Share of voice, as defined through media intelligence, is one useful metric for understanding ROI. Zignal Labs took a look at news coverage as compared to total off-court earnings to see what the volume and sentiment could tell us about the payback for major brands.

Here’s what we found.

No surprises here: famous athletes are big newsmakers. Since January 1, there have been 16,000 stories and 500 broadcast TV segments focused on top NBA athletes and their shoe endorsements. For brands, that kind of volume is a reassuring signal that the mic is hot. In other words, the earned exposure – by far the best kind of media – is strong, reinforcing the notion that active endorsements by the biggest names in ball are useful to brands.

Five NBA athletes dominate… Both on and off the court, the top five NBA players that dominate the share of voice for endorsements are Kyrie Irving, Lebron James, Steph Curry, Russell Westbrook, and Kevin Durant.

…but just one captures most of the news. Looking solely at volume, Lebron James and Nike enjoy a firm top-of-the-heap position at a whopping 42 percent of news when it comes to share of voice on endorsements. On an average day, of course, James is a credible newsmaker all on his own – but this year, he blew past Michael Jordan to become the NBA’s all-time playoff scoring leader and his team made it to the very end of the conference championship season. Star wattage aside, these additional factors have also clearly brought greater exposure opportunities for James and for Nike.

That said, another player gives Nike a greater return on its (substantial investment). Lebron James is estimated to earn about four times as much from endorsements as Cavs teammate Kyrie Irving, who earns significantly less but attracts about 13 percent of public conversation on the topic. Thus, Nike actually gets more for its money with an ROI of approximately three times for Irving as compared to James. (It’s worth explicitly noting that, given his popularity, skill and brand, Lebron James is – of course – the most valuable player to Nike).

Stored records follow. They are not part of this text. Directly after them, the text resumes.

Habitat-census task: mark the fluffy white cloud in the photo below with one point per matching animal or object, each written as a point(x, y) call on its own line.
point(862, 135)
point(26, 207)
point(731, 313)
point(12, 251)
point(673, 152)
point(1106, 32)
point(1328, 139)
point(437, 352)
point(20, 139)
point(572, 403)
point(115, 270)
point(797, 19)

And both Cavs players pull in good sentiment numbers. Our data is clear: Both Lebron James and Kyrie Irving each garner a significant percent of positive sentiment around their shoe endorsement deals, together leading the pack. Sneakerheads in particular loved the new Nikes Irving debuted during the finals – the eye-popping shades of lemon, interspersed with stark black, and a sleek design won some raves, especially from bloggers that track athletic footwear with a near-religious zeal.

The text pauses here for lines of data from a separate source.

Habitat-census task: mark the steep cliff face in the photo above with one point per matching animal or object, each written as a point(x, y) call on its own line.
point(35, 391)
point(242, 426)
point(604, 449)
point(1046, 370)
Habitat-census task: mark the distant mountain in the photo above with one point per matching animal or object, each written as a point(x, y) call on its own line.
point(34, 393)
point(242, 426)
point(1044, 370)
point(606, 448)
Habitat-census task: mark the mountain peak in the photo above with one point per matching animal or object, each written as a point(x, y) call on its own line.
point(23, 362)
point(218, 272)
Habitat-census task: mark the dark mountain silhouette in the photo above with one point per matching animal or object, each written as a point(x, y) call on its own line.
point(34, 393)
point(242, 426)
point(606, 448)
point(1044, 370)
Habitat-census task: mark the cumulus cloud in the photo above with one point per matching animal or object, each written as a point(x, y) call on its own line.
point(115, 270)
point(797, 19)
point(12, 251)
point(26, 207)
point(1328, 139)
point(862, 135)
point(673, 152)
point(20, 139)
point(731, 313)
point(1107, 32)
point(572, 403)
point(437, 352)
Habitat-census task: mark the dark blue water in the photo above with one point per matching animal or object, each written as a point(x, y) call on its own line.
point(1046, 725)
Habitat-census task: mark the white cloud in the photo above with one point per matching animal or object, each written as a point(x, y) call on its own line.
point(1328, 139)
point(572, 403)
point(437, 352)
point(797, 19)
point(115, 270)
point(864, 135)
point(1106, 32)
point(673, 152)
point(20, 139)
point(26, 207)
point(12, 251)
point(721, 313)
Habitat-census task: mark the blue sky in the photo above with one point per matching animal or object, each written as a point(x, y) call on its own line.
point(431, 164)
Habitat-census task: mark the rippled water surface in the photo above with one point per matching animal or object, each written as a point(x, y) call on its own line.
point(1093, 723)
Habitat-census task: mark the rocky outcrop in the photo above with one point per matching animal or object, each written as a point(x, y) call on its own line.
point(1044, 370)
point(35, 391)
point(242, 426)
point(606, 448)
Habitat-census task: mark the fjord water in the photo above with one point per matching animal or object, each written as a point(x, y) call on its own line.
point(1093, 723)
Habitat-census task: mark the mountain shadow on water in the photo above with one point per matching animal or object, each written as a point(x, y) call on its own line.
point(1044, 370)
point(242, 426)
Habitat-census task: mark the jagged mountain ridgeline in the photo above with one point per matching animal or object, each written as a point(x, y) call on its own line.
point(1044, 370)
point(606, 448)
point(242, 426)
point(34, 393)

But what about the Warriors? The Warriors may have won it all but there’s no doubt the Cavs are handily outpacing them when it comes to seeing return on investment, at least when viewed through share of voice. Heavy premiums on uber-popular stars like Steph Curry and Kevin Durant push them down our index – Steph Curry’s share of voice (15.4 percent) as compared to total off-court earnings ($35M) yields an ROI of just 2.3 percent, for instance.

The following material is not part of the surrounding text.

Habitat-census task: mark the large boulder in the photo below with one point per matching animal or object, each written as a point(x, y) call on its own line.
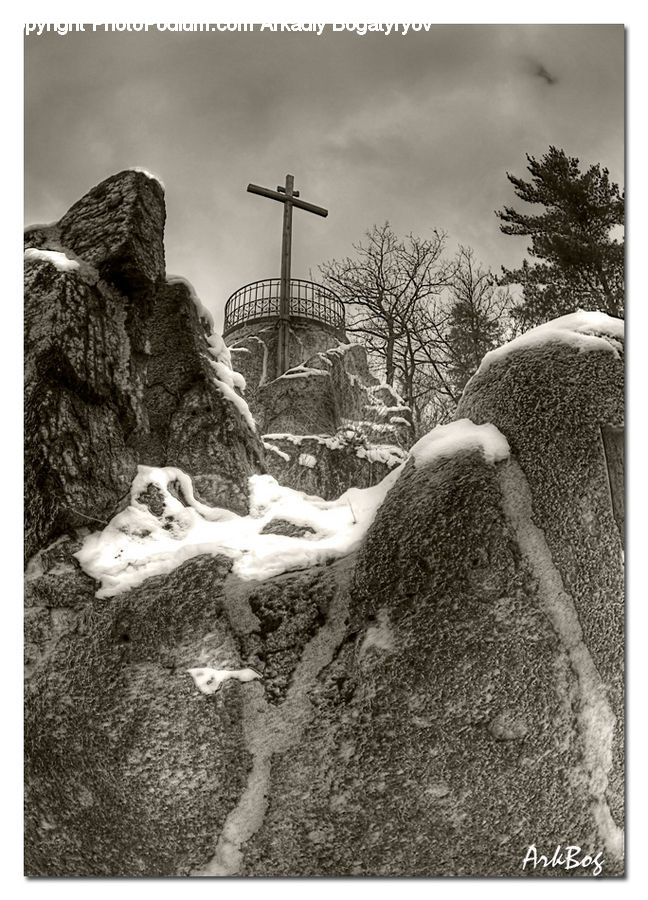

Will that change? It’s hard to predict with great certainty but surely winning the championship will only increase that premium. Can an endorsement deal with a very well paid, highly sought after player like Durant still work for a Nike, Under Armour or Adidas? No question – especially when the athlete has the broader impact of a Lebron, Steph, or Kevin. But looking at share of voice compared to off-court earnings alone, the players can still come out ahead.